The primary aim of this project is to analyze public sentiment towards products from multiple sectors by leveraging social media data, with the objective of understanding consumer perceptions, identifying emerging trends, and providing actionable insights to enhance brand strategy, product development, and customer engagement.
Clearly outline the sectors and products to be analyzed (e.g., tech, FMCG, fashion, automotive).
Define the research objectives, such as measuring sentiment, identifying consumer trends, or understanding brand perception.
Study existing research and methodologies in sentiment analysis and social media analytics.
Understand sentiment analysis tools and techniques, and their applications in marketing and consumer behavior analysis.
Identify relevant social media platforms (e.g., Twitter, Instagram, Facebook, Reddit).
Use APIs (e.g., Twitter API) or web scraping tools to collect data on consumer posts, reviews, and comments related to the selected products.
Clean the collected data by removing noise (e.g., irrelevant hashtags, stop words).
Normalize text data by converting to lowercase, removing special characters, and handling abbreviations or slang.
Apply Natural Language Processing (NLP) techniques to analyze the sentiment of posts (positive, negative, neutral).
Use sentiment analysis tools (e.g., VADER, TextBlob, or machine learning models) to classify text data.
Visualize the distribution of sentiment (positive, negative, neutral) for each sector/product.
Analyze trends, patterns, and identify common themes or keywords related to products.

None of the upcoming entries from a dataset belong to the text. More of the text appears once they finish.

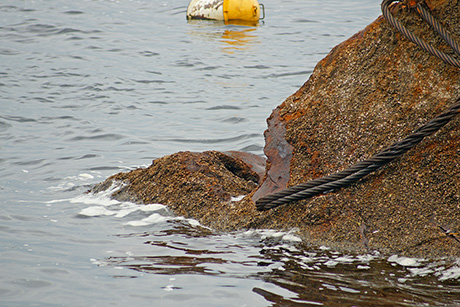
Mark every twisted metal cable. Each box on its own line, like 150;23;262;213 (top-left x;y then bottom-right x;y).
256;0;460;211
417;3;460;55
382;0;460;68
256;98;460;211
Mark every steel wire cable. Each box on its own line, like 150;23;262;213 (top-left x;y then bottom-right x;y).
256;98;460;211
382;0;460;68
256;0;460;211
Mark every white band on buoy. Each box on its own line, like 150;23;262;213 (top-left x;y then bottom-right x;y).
187;0;260;21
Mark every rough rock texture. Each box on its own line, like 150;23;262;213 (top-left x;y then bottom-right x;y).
90;0;460;257
92;151;265;229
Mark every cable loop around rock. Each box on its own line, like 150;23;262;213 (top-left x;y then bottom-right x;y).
382;0;460;68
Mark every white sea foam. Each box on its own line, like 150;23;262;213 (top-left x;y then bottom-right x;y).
230;195;246;202
388;255;423;267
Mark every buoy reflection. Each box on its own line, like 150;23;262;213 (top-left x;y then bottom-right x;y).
188;19;260;54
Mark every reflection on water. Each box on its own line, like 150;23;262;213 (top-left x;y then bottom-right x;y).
221;28;260;53
0;0;460;307
188;19;260;54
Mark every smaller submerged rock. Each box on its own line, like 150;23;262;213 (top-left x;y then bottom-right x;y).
91;151;265;229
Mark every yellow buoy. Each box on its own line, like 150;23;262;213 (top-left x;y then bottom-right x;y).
187;0;260;21
224;0;260;21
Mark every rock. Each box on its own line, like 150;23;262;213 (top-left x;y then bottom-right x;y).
90;0;460;258
92;151;265;229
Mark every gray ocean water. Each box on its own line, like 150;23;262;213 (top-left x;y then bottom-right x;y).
0;0;460;306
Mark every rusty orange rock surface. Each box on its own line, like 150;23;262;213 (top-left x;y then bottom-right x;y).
90;0;460;257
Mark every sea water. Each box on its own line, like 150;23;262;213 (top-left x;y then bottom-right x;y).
0;0;460;306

Compare sentiment across different product sectors.
Identify which sectors or products are receiving more positive or negative feedback and investigate potential reasons.
Analyze influential social media users or groups driving sentiment.
Identify emerging trends or shifts in consumer opinions that could impact product strategies.
If applicable, build predictive models to forecast sentiment trends based on historical social media data.
Evaluate model accuracy using metrics like precision, recall, or F1-score.
Create visualizations (e.g., word clouds, sentiment distribution graphs, trend lines) to clearly present findings.
Write a report detailing the methodology, findings, insights, and conclusions of the sentiment analysis.
Provide actionable insights and recommendations for businesses to improve product strategy, marketing, or customer service based on sentiment trends.
Prepare and deliver a presentation summarizing key findings, visualizations, and strategic recommendations.